Neo-liberal ideologues of course propound this illusion, either in its simple version, which is the “trickle down” theory, or in the slightly more complex version, where the State is supposed to ensure through its intervention that the benefits of the growing mass of goods and services are made available to all, thereby alleviating poverty and easing the struggle for subsistence.

But this illusion often appears in an altogether unrecognizable form. Jeffrey Sachs, the economist who is well-known for his administration of the so-called shock therapy in the former Soviet Union that led to a veritable retrogression of the economy and the unleashing of massive suffering on millions of people, has come out with a book where he argues that poverty in large parts of the world is associated with adverse geographical factors, such as drought-proneness, desertification, infertile soil, and such like.

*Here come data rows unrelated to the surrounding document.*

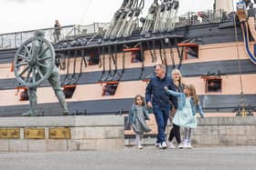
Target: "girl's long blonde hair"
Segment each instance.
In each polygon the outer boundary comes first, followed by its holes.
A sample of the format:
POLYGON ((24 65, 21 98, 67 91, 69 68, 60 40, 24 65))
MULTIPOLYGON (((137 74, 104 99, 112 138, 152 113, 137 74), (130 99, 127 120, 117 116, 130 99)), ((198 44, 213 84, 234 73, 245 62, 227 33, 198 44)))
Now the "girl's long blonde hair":
POLYGON ((190 95, 194 99, 194 104, 197 105, 199 104, 199 98, 197 95, 196 88, 193 85, 186 85, 185 88, 188 88, 190 91, 190 95))
POLYGON ((137 104, 137 98, 138 98, 138 97, 140 97, 140 98, 142 99, 142 101, 143 101, 143 105, 145 105, 144 98, 144 96, 141 95, 137 95, 134 97, 134 104, 135 104, 135 105, 138 105, 138 104, 137 104))
POLYGON ((184 80, 183 80, 183 76, 182 76, 182 74, 180 73, 180 71, 178 70, 178 69, 174 69, 173 71, 172 71, 172 77, 173 77, 173 75, 174 74, 178 74, 179 75, 179 80, 178 81, 175 81, 174 79, 173 79, 173 81, 174 81, 174 84, 175 84, 175 85, 176 86, 176 87, 178 87, 180 85, 184 85, 184 80))

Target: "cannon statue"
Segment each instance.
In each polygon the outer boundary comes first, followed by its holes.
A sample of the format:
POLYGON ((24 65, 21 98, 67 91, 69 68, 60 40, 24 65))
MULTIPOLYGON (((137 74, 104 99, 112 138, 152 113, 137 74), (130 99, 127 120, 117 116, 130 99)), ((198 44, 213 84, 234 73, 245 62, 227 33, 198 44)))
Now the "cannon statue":
POLYGON ((35 32, 35 36, 25 41, 17 49, 14 58, 14 73, 22 86, 28 88, 30 109, 22 115, 35 116, 37 112, 37 88, 48 80, 63 109, 69 110, 60 86, 59 70, 55 65, 55 52, 52 45, 44 38, 44 32, 35 32))

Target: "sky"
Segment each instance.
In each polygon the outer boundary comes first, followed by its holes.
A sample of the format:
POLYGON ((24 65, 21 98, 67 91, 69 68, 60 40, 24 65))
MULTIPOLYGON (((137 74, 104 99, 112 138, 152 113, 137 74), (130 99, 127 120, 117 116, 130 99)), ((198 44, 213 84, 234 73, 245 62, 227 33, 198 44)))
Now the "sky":
MULTIPOLYGON (((123 0, 0 0, 0 34, 61 25, 111 22, 123 0)), ((144 0, 142 15, 154 0, 144 0)), ((214 0, 179 0, 179 14, 212 9, 214 0)))

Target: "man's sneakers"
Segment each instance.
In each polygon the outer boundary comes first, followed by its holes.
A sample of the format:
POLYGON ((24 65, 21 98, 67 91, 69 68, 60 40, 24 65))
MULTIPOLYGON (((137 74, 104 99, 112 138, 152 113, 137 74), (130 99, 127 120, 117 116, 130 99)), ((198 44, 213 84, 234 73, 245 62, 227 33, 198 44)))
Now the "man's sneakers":
POLYGON ((187 140, 184 140, 184 148, 186 149, 192 149, 192 145, 190 142, 187 142, 187 140))
POLYGON ((178 149, 183 149, 184 147, 184 145, 182 143, 179 143, 179 145, 177 145, 177 148, 178 149))
POLYGON ((144 147, 141 145, 138 145, 138 149, 142 149, 142 148, 144 148, 144 147))
POLYGON ((161 145, 161 143, 158 143, 158 142, 157 142, 157 143, 155 144, 155 147, 159 147, 160 145, 161 145))
POLYGON ((169 142, 168 146, 169 146, 169 149, 176 149, 176 146, 174 145, 174 144, 172 142, 169 142))
POLYGON ((168 145, 166 145, 165 142, 162 142, 162 144, 159 145, 159 149, 166 149, 168 145))
POLYGON ((168 147, 167 144, 165 142, 161 143, 155 143, 155 147, 158 147, 159 149, 166 149, 168 147))
POLYGON ((190 143, 187 143, 187 149, 192 149, 193 148, 190 143))

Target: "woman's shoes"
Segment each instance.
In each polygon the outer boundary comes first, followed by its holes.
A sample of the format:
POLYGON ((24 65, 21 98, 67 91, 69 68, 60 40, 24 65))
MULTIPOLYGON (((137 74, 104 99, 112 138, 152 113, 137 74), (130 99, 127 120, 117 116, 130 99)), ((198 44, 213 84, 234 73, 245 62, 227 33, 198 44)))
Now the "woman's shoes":
POLYGON ((138 149, 143 149, 144 147, 142 145, 138 145, 138 149))

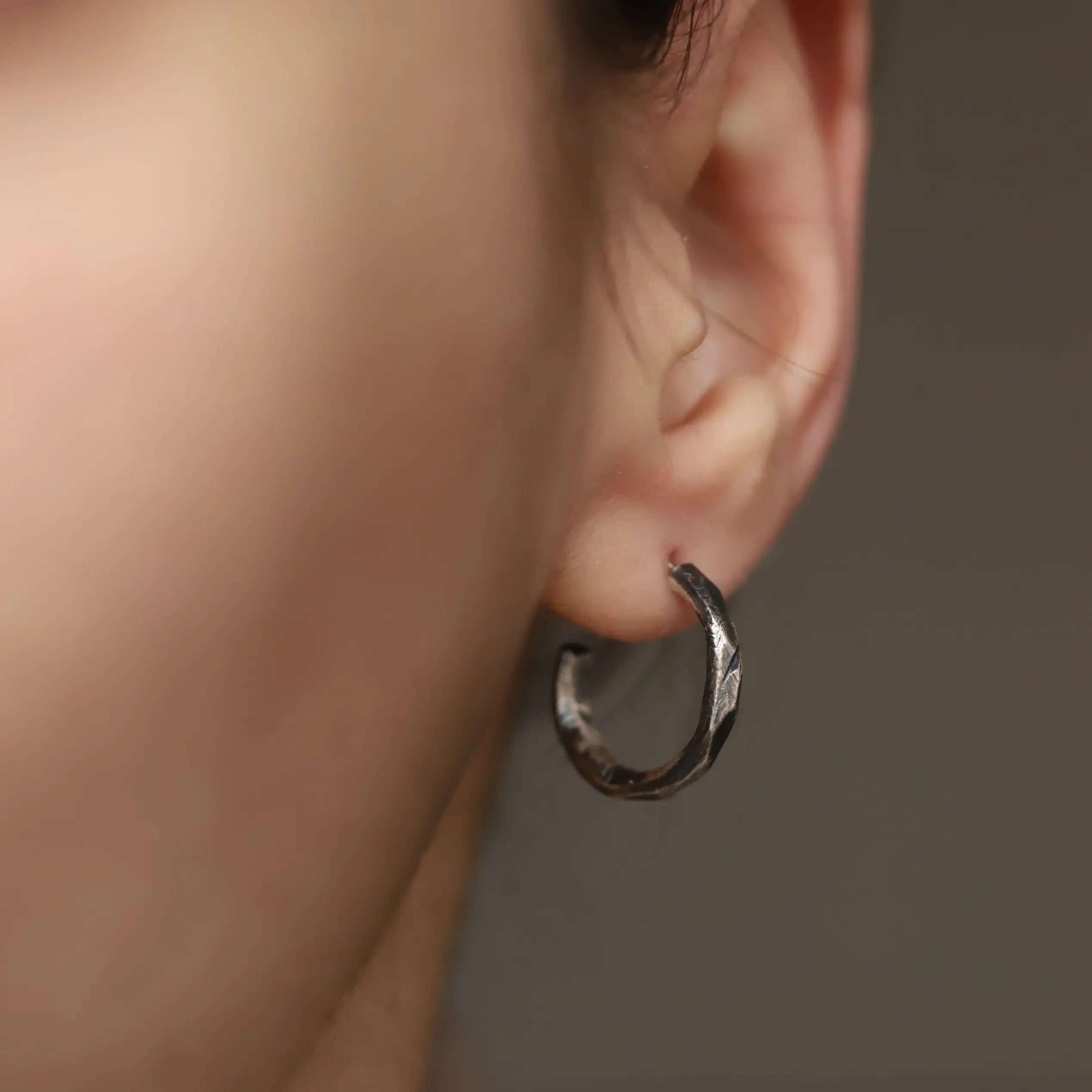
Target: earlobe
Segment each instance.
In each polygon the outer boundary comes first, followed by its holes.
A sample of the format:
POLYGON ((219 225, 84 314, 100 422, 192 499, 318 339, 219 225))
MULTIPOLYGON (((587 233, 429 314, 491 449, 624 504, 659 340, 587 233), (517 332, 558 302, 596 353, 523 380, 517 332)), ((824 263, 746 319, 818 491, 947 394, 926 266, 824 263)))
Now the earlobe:
POLYGON ((667 559, 731 592, 829 443, 853 343, 866 27, 859 2, 812 3, 803 20, 782 0, 760 3, 737 36, 714 33, 686 100, 642 134, 642 154, 680 165, 652 173, 645 223, 685 242, 686 275, 670 280, 691 286, 705 335, 672 352, 681 337, 675 312, 657 311, 664 262, 612 270, 621 313, 660 314, 661 336, 651 365, 600 361, 609 381, 592 427, 607 450, 548 587, 550 606, 596 632, 645 640, 687 622, 667 559), (672 178, 686 189, 672 193, 672 178), (646 388, 650 376, 656 413, 619 420, 633 399, 618 384, 646 388))

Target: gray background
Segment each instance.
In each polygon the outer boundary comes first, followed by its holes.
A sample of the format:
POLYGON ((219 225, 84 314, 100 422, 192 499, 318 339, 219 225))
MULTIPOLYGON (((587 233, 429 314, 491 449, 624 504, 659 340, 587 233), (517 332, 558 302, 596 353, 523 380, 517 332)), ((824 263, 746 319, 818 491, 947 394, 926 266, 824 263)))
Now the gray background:
MULTIPOLYGON (((542 634, 444 1088, 1092 1088, 1092 2, 881 16, 856 389, 735 604, 739 724, 677 800, 601 800, 542 634)), ((701 655, 607 650, 624 755, 701 655)))

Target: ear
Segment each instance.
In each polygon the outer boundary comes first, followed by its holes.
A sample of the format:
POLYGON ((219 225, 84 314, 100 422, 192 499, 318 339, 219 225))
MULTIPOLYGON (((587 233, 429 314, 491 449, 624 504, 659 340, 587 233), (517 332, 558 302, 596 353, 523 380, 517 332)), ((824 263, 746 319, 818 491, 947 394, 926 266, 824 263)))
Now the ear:
POLYGON ((853 351, 867 55, 865 0, 726 0, 681 97, 620 127, 592 441, 547 590, 589 629, 688 624, 668 562, 731 592, 819 466, 853 351))

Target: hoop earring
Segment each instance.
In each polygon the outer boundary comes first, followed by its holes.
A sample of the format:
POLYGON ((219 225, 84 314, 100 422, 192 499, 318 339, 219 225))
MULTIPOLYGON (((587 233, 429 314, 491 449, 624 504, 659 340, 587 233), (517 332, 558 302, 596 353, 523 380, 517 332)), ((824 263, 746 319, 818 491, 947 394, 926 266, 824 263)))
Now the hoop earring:
POLYGON ((591 653, 561 649, 554 676, 554 723, 566 752, 593 788, 624 800, 663 800, 701 778, 721 752, 739 709, 739 639, 720 589, 693 565, 673 565, 672 587, 685 596, 705 628, 705 692, 698 728, 682 751, 655 770, 620 765, 592 727, 591 708, 577 696, 579 668, 591 653))

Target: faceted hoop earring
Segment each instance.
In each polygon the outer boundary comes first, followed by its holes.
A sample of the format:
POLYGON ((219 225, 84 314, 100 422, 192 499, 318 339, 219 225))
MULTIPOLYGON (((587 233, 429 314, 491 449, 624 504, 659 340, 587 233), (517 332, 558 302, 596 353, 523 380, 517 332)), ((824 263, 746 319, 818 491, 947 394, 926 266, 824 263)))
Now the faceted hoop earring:
POLYGON ((739 640, 724 596, 692 565, 672 566, 669 579, 705 627, 705 693, 698 731, 680 755, 656 770, 631 770, 615 761, 592 727, 590 707, 577 696, 580 665, 591 655, 587 649, 566 645, 554 677, 554 722, 572 764, 594 788, 625 800, 663 800, 692 785, 716 760, 739 708, 739 640))

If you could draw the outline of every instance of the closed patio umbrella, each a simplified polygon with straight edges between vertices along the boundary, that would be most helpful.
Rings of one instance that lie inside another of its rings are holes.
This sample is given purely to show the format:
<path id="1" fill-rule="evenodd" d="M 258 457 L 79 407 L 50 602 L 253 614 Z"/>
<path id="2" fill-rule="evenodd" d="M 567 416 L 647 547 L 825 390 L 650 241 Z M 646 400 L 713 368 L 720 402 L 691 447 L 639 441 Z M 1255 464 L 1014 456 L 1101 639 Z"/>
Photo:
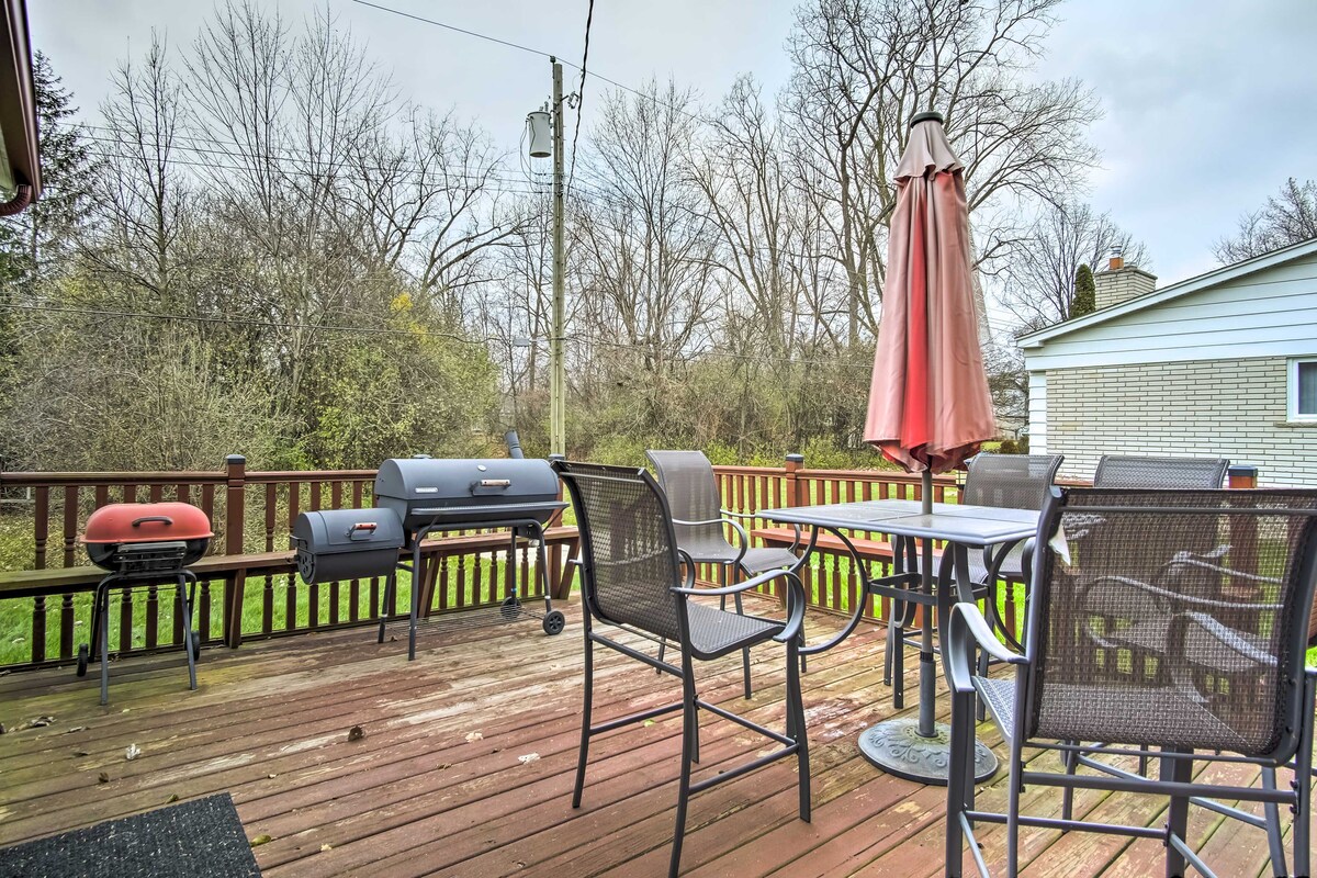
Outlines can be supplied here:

He wants global efforts to help these economies which are the victims of such niggardliness on the part of nature. The fact that enormous poverty exists in areas, where nature is not niggardly, but on the contrary bounteous; the fact that the very bounteousness of nature has formed the basis of exploitation of the producers on a massive scale, so that they are engaged in an acute struggle for existence precisely in the midst of plenitude; and hence the fact that the bulk of the world’s population continues to struggle for subsistence not because of nature’s niggardliness but because of the incubus of an exploitative social order, are all obscured by such analysis. Keynes’ faith in the miracle of compound interest would be justified in a socialist order, but not in a capitalist one.